New research from Sanofi and KPMG highlights the scale of the challenge. In China, the U.S., the UK, and the EU4, cancer burden will increase by 80% among older adults over the next two decades. This also has immense socio-economic consequences. The total economic impact of cancer already equals 1 to 2% of GDP in China and Europe, which will grow to around 3% of GDP by 2040. In addition, there is a significant caregiver burden, amounting to $83 billion in Europe, $46 billion in the U.S., and $20 billion in China over just the two years measured in the study. In other words, the fiscal and economic burdens match the healthcare challenges themselves, coming together to cry out for older adults’ cancer needs to be addressed, urgently.

With this magnitude of impact, geriatric oncology should be a primary concern, not just for cancer specialists, but also health, finance, trade and economic ministers, and policymakers at every level of government. A range of strategies can help step-up responses:

· Improve monitoring and earlier diagnosis leading to better and more widespread usage of geriatric assessment tools for older cancer patients. We already have the tools — but we’re not using them. Geriatric assessments can identify health problems otherwise not detected during routine cancer care, improving survival rates, supporting quality of life, and reducing care costs. But few cancer practitioners are using them. Medical societies, health systems, and policymakers should integrate these assessments into oncology recommendations and decision-making to deliver a higher standard of care for older patients.

· Integrate geriatrics into oncology training and continuing education. Shouldn’t specialists receive training on the population they’re most likely to treat? Medical schools can better equip future oncologists by including geriatric oncology in their curriculum, while medical societies can provide CME modules on geriatrics. And governments can appoint a national lead or working group on geriatric oncology to coordinate training across the country and globally.

· Include more older adults in cancer research and clinical trials. Older patients are not adequately represented in oncology clinical trials, leading to gaps and blind spots about the best treatment approaches. Conducting clinical trials specifically on treatment strategies for older patients can help to correct these oversights and give providers the knowledge they need for evidence-based treatment decisions. This ageist approach to healthcare is, literally, deadly. And surely, we can learn from Covid-19 vaccine innovation, where early in the trials older adults were included far beyond traditional numbers because of widespread recognition of the particularly high risks to this age demographic. Let’s apply this lesson to cancer, starting today.

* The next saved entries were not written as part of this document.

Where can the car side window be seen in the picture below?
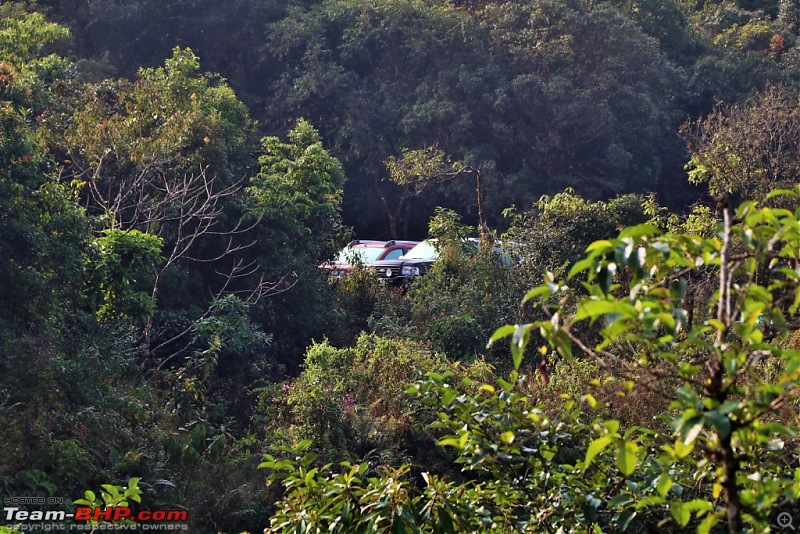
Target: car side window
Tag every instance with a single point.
(394, 254)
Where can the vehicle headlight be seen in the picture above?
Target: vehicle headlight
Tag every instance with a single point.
(408, 270)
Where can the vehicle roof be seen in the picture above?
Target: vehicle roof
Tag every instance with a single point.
(380, 244)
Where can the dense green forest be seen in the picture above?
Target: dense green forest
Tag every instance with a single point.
(174, 173)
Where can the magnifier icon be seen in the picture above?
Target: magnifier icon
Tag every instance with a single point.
(784, 520)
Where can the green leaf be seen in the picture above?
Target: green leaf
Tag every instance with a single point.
(595, 447)
(691, 428)
(664, 484)
(627, 456)
(448, 396)
(618, 501)
(679, 513)
(720, 422)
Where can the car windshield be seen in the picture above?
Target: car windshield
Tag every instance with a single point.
(362, 254)
(425, 250)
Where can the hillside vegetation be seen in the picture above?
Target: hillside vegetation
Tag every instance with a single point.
(173, 174)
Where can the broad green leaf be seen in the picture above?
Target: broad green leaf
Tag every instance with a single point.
(664, 484)
(679, 513)
(627, 456)
(595, 447)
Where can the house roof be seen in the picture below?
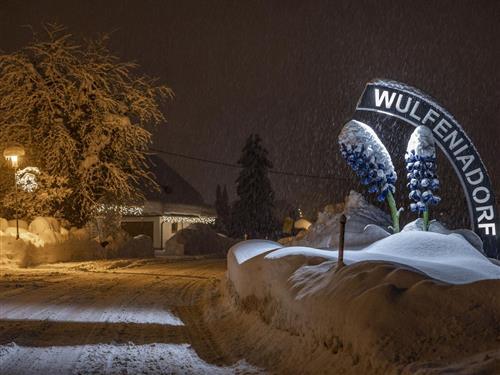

· Connect cancer care with the best technologies and models for elder care. The challenges of treating older cancer patients are closely linked to the challenges of elder care, overall. For example, cancer treatments can increase the risk of a potentially devastating fall. To address these risks, geriatric oncology can connect with remote care technologies and AI-enabled tools, home care, fragility fracture prevention/rehab programs, and other models that have emerged as best practices for elder care. There is also the benefit here of better and more effective integrated care — one of the four core areas of the Decade of Healthy Ageing, where the WHO ICOPE can play a critical role.

Focusing on the needs of older patients represents the next frontier for oncology, where advances in care can deliver vital benefits for patients, caregivers, and families, as well as our overall economies and societies. To start, we need to put the geriatric oncology tools and trainings that already exist into the hands of those who are already caring for the fast-growing population of older cancer patients.